Stephanie Roper Murder

The Stephanie Roper murder involved a Frostburg State University student who on April 3, 1982 was kidnapped, repeatedly and brutally raped, tortured, shot, set afire, and partially dismembered. Roper was home on a college break, and she and a friend were returning from an evening with friends at a West End Washington, D.C. bar, the "Twenty-Second Amendment" late at night. After dropping her friend off in Brandywine, Maryland, Stephanie proceeded toward her own home in Croom, Maryland, but her car became disabled on a dark rural road. Two men stopped and instead of helping, kidnapped her at gunpoint. The two men, Jack Ronald Jones and Jerry Lee Beatty kidnapped Stephanie and took her to an abandoned shack in Oakville, St. Mary's County. There she was tortured and raped repeatedly. One of the men called the other by his first name.

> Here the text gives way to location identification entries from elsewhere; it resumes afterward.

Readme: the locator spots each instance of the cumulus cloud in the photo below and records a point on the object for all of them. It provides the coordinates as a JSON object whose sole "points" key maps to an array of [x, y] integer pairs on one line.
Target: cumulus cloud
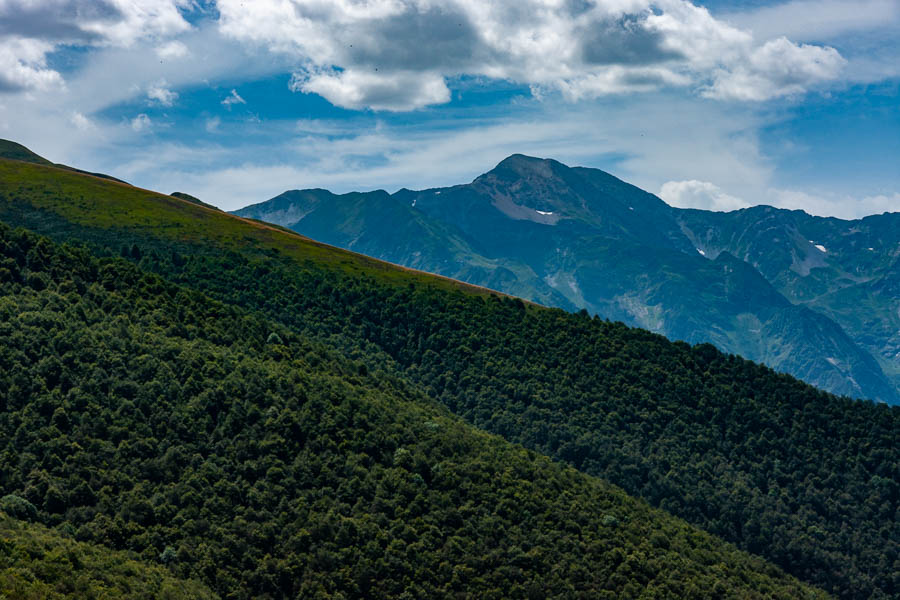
{"points": [[699, 194], [233, 98], [160, 93], [172, 50], [778, 68], [808, 20], [81, 122], [398, 54], [32, 29], [397, 91], [141, 123], [23, 65]]}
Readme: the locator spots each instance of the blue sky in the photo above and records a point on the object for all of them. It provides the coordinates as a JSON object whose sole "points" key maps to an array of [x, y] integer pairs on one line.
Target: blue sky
{"points": [[716, 105]]}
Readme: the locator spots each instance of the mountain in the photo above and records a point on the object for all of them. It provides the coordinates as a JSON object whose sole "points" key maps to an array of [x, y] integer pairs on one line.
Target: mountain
{"points": [[806, 480], [15, 151], [37, 563], [142, 414], [751, 282], [189, 198]]}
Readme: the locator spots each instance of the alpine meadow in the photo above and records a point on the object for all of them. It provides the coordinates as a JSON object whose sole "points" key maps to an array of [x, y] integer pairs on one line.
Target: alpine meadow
{"points": [[449, 299]]}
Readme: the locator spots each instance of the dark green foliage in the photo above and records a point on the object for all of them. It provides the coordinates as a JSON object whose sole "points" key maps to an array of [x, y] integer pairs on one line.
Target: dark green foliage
{"points": [[146, 417], [580, 238], [763, 460], [803, 478], [41, 564], [18, 507]]}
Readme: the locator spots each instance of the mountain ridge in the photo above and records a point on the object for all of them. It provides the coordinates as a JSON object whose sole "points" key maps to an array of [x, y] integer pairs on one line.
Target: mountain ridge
{"points": [[537, 228], [758, 458]]}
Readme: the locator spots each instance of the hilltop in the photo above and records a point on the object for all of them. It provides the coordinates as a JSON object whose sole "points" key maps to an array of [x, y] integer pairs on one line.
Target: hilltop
{"points": [[755, 457], [801, 294]]}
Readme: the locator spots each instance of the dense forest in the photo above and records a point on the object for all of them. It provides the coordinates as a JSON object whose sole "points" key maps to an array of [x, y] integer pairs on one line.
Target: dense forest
{"points": [[37, 563], [145, 417], [802, 478]]}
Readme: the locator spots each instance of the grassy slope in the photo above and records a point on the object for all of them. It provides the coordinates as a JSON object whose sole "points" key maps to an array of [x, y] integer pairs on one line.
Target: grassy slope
{"points": [[178, 224], [37, 563], [92, 202], [274, 468]]}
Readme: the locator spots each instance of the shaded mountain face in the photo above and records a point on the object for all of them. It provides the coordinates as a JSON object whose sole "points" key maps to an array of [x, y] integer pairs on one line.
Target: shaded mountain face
{"points": [[805, 295]]}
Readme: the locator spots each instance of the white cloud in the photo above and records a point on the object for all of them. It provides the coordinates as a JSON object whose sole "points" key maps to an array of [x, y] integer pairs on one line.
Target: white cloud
{"points": [[141, 123], [817, 20], [699, 194], [162, 94], [32, 29], [396, 55], [172, 50], [23, 65], [399, 91], [778, 68], [233, 98], [133, 20], [834, 205], [81, 122]]}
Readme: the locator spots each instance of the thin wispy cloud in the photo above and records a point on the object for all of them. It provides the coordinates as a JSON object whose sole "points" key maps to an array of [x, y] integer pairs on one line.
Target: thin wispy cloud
{"points": [[721, 105], [399, 55]]}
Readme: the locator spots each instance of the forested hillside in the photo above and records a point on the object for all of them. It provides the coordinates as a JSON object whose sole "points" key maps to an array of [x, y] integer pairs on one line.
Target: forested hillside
{"points": [[803, 478], [37, 563], [144, 416]]}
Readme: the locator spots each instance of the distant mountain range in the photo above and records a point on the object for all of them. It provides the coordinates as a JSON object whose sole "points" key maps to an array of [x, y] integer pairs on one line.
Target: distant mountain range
{"points": [[818, 298]]}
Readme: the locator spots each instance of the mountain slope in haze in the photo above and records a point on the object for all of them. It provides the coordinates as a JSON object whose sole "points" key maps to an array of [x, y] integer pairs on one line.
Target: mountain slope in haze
{"points": [[145, 416], [845, 270], [580, 238], [809, 481]]}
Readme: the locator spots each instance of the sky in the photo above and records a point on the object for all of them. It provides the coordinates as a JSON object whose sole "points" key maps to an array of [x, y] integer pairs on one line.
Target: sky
{"points": [[716, 105]]}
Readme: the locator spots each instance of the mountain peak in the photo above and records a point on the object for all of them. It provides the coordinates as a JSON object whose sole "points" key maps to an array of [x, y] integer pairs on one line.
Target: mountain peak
{"points": [[521, 164], [15, 151]]}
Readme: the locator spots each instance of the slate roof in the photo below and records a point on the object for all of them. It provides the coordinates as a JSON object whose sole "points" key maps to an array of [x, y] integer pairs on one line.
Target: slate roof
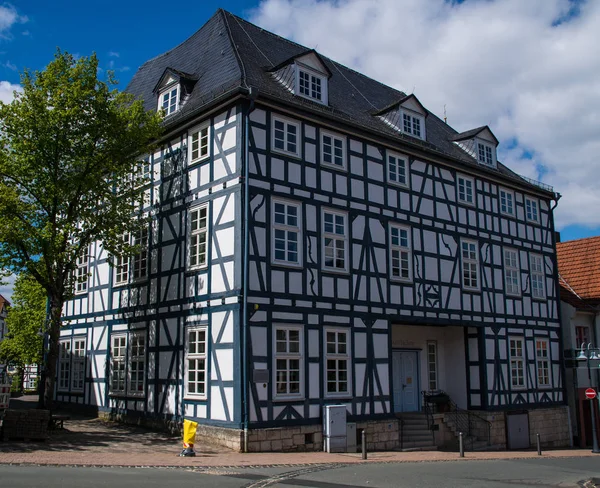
{"points": [[579, 268], [228, 54]]}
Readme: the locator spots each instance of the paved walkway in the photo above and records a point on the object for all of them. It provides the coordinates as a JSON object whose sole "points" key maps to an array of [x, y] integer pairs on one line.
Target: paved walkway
{"points": [[91, 442]]}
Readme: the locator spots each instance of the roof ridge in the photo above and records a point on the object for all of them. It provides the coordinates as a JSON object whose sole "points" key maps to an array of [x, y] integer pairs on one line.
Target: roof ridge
{"points": [[338, 64]]}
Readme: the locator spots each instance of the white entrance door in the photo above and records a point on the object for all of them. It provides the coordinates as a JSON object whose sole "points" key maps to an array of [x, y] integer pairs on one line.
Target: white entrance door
{"points": [[405, 381]]}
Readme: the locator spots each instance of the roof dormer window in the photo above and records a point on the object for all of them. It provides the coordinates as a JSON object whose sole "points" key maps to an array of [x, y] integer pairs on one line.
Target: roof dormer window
{"points": [[485, 154], [169, 100], [309, 85]]}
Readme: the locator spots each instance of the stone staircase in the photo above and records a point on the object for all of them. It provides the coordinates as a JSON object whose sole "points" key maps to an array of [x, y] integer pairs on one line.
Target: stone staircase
{"points": [[415, 434]]}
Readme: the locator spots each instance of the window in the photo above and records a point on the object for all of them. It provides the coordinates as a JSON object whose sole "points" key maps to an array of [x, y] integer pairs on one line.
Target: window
{"points": [[288, 361], [169, 100], [511, 272], [582, 336], [517, 363], [400, 253], [78, 365], [285, 136], [337, 361], [137, 363], [506, 202], [199, 144], [195, 374], [537, 276], [470, 264], [64, 365], [531, 210], [542, 361], [465, 190], [310, 85], [128, 363], [286, 232], [82, 272], [397, 169], [140, 260], [333, 150], [122, 264], [412, 124], [485, 154], [198, 236], [118, 363], [334, 240], [432, 364]]}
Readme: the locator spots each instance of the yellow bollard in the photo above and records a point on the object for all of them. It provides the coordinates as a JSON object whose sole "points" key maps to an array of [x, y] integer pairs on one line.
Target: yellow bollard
{"points": [[189, 437]]}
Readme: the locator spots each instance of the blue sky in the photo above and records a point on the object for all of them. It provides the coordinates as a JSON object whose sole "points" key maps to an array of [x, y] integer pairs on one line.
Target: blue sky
{"points": [[528, 69]]}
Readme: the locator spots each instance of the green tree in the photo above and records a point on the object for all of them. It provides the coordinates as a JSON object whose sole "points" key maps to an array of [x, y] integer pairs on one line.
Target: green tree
{"points": [[26, 318], [70, 147]]}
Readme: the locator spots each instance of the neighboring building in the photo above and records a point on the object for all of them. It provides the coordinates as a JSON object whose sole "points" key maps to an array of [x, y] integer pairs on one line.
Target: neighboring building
{"points": [[579, 268], [317, 238]]}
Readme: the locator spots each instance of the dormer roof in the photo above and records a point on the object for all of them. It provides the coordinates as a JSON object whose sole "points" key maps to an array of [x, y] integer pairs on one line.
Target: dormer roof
{"points": [[170, 76], [310, 58], [483, 132], [408, 101]]}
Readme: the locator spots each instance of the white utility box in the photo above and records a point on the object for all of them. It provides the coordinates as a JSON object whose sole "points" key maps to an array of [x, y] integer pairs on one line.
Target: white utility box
{"points": [[334, 428], [351, 437]]}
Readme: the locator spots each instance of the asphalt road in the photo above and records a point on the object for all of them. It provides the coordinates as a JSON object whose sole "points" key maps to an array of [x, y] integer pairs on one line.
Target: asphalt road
{"points": [[536, 473]]}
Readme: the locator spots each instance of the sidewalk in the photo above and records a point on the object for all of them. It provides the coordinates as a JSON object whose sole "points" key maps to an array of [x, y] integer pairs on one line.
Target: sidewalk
{"points": [[91, 442]]}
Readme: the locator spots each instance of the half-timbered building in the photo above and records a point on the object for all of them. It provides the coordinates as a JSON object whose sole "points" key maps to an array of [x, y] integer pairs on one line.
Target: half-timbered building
{"points": [[317, 238]]}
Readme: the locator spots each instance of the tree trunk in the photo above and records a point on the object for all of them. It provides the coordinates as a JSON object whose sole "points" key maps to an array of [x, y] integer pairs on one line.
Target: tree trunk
{"points": [[56, 306]]}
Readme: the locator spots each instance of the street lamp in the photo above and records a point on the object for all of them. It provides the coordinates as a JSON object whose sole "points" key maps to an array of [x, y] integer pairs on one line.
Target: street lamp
{"points": [[588, 355]]}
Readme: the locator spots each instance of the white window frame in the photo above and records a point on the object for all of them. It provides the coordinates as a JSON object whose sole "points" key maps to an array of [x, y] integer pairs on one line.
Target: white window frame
{"points": [[288, 356], [512, 271], [531, 203], [410, 129], [82, 272], [313, 76], [542, 363], [505, 208], [200, 136], [432, 361], [336, 238], [195, 239], [78, 364], [169, 92], [404, 251], [488, 150], [538, 277], [464, 180], [121, 360], [338, 357], [140, 260], [517, 363], [122, 264], [64, 365], [469, 264], [197, 356], [137, 340], [286, 124], [334, 138], [394, 163], [287, 229]]}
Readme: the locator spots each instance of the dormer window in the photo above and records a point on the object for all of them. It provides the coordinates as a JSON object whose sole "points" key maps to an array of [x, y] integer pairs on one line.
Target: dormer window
{"points": [[169, 100], [485, 154], [309, 85]]}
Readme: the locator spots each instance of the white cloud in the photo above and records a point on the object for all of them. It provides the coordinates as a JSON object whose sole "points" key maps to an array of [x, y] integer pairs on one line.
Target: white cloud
{"points": [[7, 90], [9, 17], [529, 69]]}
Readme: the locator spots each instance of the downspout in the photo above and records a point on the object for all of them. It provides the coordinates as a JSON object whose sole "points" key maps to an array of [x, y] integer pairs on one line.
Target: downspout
{"points": [[252, 94]]}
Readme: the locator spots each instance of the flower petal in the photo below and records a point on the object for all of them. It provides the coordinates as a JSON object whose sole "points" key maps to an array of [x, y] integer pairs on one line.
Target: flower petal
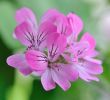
{"points": [[18, 61], [56, 44], [45, 29], [76, 24], [25, 15], [60, 79], [47, 80], [80, 49], [25, 34], [68, 72], [37, 60], [50, 15], [63, 26]]}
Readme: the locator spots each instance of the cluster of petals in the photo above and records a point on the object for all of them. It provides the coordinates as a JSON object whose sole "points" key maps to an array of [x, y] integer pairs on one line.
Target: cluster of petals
{"points": [[53, 51]]}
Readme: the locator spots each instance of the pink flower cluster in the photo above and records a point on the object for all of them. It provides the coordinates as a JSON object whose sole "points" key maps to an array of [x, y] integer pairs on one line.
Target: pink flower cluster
{"points": [[53, 50]]}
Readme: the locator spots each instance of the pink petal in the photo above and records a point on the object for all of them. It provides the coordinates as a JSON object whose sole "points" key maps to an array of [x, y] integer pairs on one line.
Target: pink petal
{"points": [[25, 15], [68, 72], [45, 29], [93, 66], [25, 34], [56, 44], [50, 15], [38, 73], [63, 26], [76, 24], [80, 49], [47, 80], [89, 38], [37, 60], [60, 79], [18, 61]]}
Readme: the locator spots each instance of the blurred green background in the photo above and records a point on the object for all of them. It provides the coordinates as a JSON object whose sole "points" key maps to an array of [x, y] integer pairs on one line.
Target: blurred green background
{"points": [[96, 17]]}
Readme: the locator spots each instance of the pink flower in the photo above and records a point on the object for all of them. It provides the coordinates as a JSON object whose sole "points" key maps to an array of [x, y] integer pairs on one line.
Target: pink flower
{"points": [[52, 69], [30, 36], [53, 52], [83, 58]]}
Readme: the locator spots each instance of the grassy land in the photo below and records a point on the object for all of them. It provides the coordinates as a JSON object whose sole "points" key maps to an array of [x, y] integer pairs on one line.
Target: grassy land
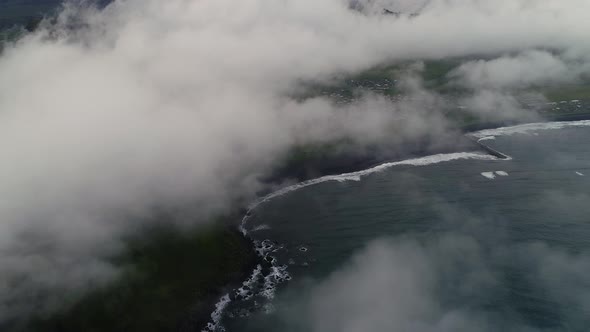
{"points": [[170, 277]]}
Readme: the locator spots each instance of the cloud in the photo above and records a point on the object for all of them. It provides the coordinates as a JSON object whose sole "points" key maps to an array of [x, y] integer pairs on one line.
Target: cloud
{"points": [[110, 114], [531, 68]]}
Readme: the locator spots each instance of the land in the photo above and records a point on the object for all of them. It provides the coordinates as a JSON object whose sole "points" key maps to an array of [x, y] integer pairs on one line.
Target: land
{"points": [[171, 276]]}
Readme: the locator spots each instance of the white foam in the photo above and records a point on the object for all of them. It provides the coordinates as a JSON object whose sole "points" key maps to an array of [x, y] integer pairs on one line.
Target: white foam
{"points": [[260, 228], [214, 324], [356, 176], [245, 292], [489, 175], [526, 128], [277, 275], [487, 138]]}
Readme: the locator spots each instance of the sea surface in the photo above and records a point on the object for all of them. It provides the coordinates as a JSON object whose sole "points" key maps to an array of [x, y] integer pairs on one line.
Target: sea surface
{"points": [[456, 242]]}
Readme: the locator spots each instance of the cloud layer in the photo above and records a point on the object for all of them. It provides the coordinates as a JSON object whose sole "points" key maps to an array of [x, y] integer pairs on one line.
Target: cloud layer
{"points": [[109, 114]]}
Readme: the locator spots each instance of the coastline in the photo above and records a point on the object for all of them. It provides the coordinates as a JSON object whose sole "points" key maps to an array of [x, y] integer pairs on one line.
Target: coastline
{"points": [[357, 165]]}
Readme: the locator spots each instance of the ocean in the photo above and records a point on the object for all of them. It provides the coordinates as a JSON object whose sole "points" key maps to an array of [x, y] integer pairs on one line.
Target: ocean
{"points": [[454, 242]]}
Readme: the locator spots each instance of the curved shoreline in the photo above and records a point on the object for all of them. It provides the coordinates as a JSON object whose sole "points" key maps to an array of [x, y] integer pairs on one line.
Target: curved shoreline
{"points": [[474, 136]]}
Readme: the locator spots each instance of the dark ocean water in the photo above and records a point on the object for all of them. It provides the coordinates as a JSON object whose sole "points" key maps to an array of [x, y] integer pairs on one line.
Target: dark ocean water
{"points": [[510, 253]]}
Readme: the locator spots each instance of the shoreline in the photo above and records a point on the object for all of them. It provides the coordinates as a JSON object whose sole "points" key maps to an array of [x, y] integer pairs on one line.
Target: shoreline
{"points": [[477, 141]]}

Afraid now that Stephanie knew his name, they decided to kill her. Stephanie made several attempts to escape and upon her last capture, her skull was fractured with a logging chain and she was shot to death. In order to hinder identification, the murderers burned her body and severed her hands. They were captured after the younger man bragged about his part in the crime. Both men were charged with kidnapping, rape and felony murder. The primary killer was convicted in Baltimore County while his co-defendant pled guilty to the same charges in Anne Arundel County. Both courts imposed relatively lenient sentences of two concurrent life sentences.